I feel like I’ve just discovered something that everyone else has known for years. Tucked away in a corridor inSevierville, TN, there are wonderful pictures of our national parks by Stan Jorstad, a leader in panoramic photography.
Now notice that I didn’t say “hidden away” or that it’s a secret that I’ve just uncovered.
I don’t want to be like that joker who said that he just discovered the abandoned houses in Elkmont. And the mainstream media jumped on it.
No, anyone can admire these Jorstad photos for free, without being a national park insider. The exhibit is at the Great Smoky Mountains Association (GSMA) visitor center in Kodak, Tennessee on TN 66 (3099 Winfield Dunn Parkway, 1.25 miles from Interstate Exit 407). The GSMA visitor center and bookstore shares space with the Sevier County Visitor Center on one side of the building.

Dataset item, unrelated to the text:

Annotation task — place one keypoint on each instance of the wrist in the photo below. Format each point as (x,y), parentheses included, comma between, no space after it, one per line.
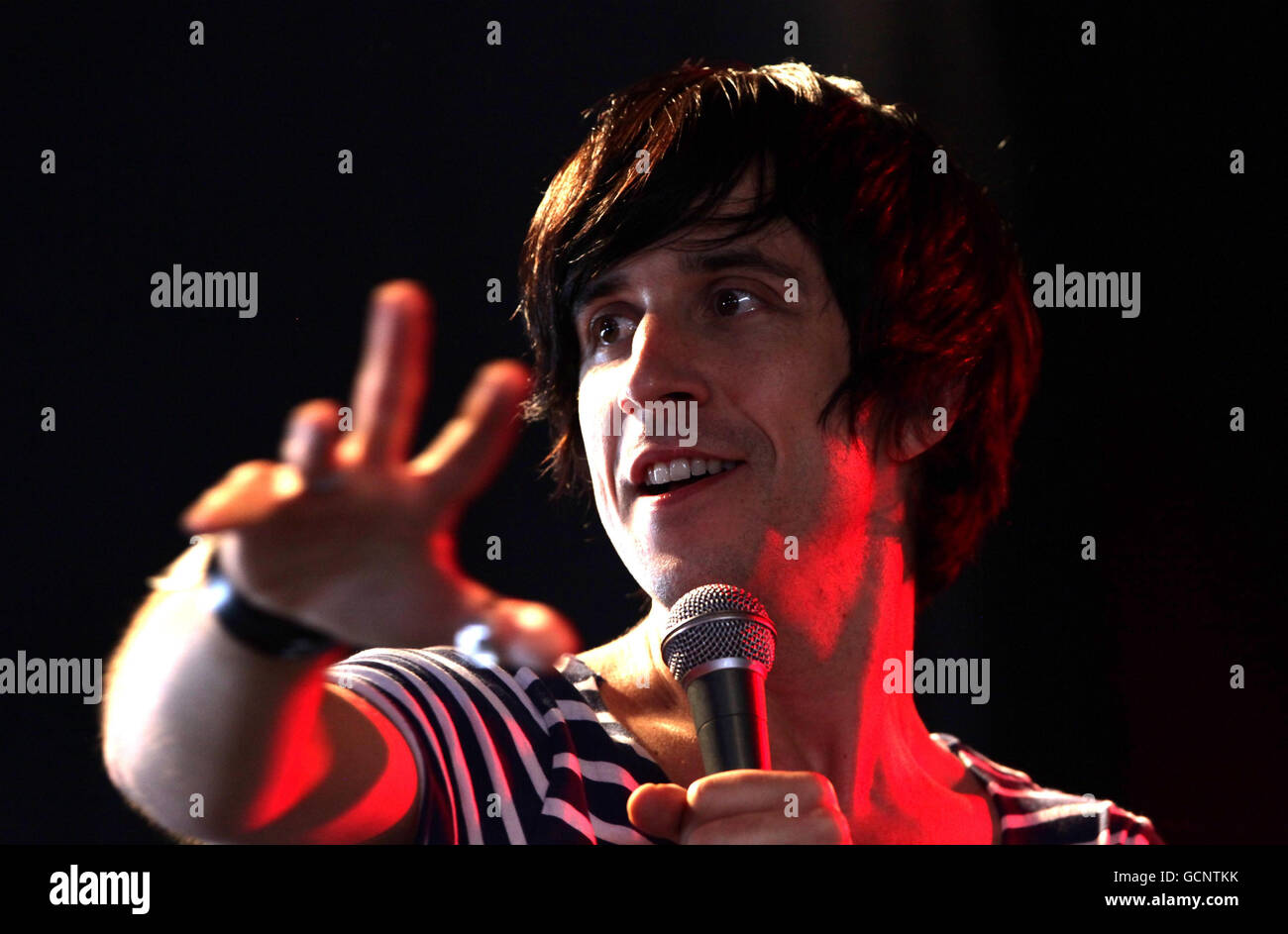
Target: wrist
(263,630)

The twenty-four panoramic photographs are hung in the hallway between those two organizations. They were at the Sugarlands visitor center before that, but I didn’t pay attention, then.
Jorstad was friends with Ansel Adams and Elliot Porter. He was the first professional photographer to capture the breathtaking beauty of every one of our national parks. How lucky we are to have those, but I wonder how many people have seen them.
I love to discover something like this, tucked away and hiding in plain sight. I had been to all the GSMA visitor centers but I went to the one in Sevierville, years ago before I was on the board of directors and before I really paid attention to what was in these spaces.
So go to the GSMA visitor center. Buy a bear or a book and take the time to look at the Jorstad photographs. If you’ve seen the pictures, let me know.